Case presentation

A seven-year-old boy, presumed case of ataxia-telangiectasia, was referred to our pediatric immunology clinic by a pediatric neurologist for further workup due to ocular involvement. He was born from non-consanguineous parents, gravid four, with a history of developmental delay in the previous child but no history of abortion or death. The proband weighed 3.5 kg at birth (full-term), at which time asphyxia did not occur. At the age of eight months, the parents became concerned about a delay in sitting and standing, but neuroimaging was normal without any evidence of cerebellar or vermian hypoplasia or other anomalies. He developed telangiectasia in the eyes at 15 months of age, at which time vision problems also manifested. He had a delay in global development and speaking; by four years, he could only correctly say one or two words. The convulsion history was negative. Due to his attention disorder, methylphenidate and risperidone were prescribed for him at the age of five.
At seven years of age, he had a weight of 29 kg (+2 standard deviations [SD]), a height of 120 cm (−1 to 0 SD), with a head circumference of 52 cm (−1 SD). Our physical examination revealed slight facial coarseness, mildly deep-set eyes, round nasal tip, full cheeks and thick lips (Fig. 1), central hypotonia, and ataxia. Deafness, ichthyosis, and hand stereotypes were not noted.
Our ophthalmologic consultant reported pigmentary retinopathy with optic disc paleness on examination of the fundus. Telangiectasia and nystagmus were also reported, though ocular coloboma was not seen. The visual-evoked potential demonstrated an extinguished response.

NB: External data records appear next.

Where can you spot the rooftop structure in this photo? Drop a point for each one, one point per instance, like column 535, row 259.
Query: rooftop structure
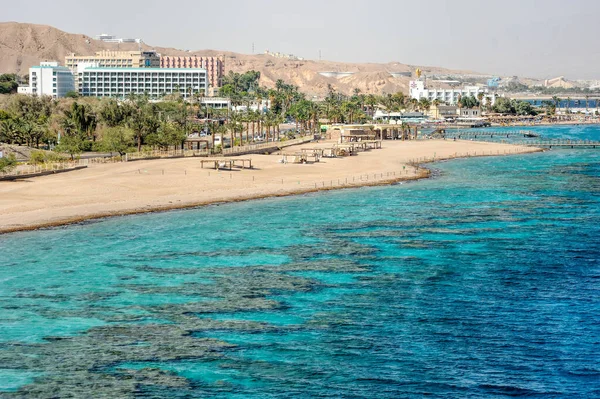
column 283, row 55
column 337, row 75
column 215, row 66
column 113, row 39
column 115, row 59
column 401, row 74
column 155, row 82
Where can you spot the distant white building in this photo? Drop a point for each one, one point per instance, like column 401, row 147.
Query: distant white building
column 419, row 90
column 49, row 79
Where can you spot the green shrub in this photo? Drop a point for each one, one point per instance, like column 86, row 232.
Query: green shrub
column 8, row 163
column 37, row 157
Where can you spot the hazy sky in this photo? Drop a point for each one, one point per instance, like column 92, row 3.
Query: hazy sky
column 511, row 37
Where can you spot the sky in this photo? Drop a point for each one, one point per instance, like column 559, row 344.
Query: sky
column 528, row 38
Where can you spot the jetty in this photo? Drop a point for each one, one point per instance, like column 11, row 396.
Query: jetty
column 469, row 134
column 561, row 144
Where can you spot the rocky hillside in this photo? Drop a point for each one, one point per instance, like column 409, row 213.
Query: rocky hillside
column 23, row 45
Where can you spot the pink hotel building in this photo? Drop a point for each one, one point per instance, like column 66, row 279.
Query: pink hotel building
column 215, row 66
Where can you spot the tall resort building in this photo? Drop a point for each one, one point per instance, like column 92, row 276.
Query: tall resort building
column 215, row 66
column 49, row 79
column 155, row 82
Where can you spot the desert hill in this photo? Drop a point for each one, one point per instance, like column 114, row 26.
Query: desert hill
column 23, row 45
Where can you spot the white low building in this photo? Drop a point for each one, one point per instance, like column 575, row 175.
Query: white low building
column 419, row 90
column 49, row 79
column 155, row 82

On laboratory workup, routine hematology and biochemical tests (renal/hepatic function) were normal, as were the essential metabolic screening, arterial lactate, and blood ammonia. Interestingly, the insulin-like growth factor (IGF)-1 level was normal Other normal tests included an electroencephalogram, the brainstem-evoked potential, a karyotype study, and chromosomal microarray.
Considering the patient’s clinical manifestations (pigmentary retinopathy, hypotonia, ataxia, and telangiectasia), we suspected congenital disorders of glycosylation (CDG) and requested serum isoelectric focusing and whole-exome sequencing. Exome sequencing identified the presence of homozygous pathogenic variant c.57G>A (p.Trp19Ter) in the SRD5A3 gene. The mutation was confirmed by Sanger sequencing, and the diagnosis of SRD5A3-CDG was established.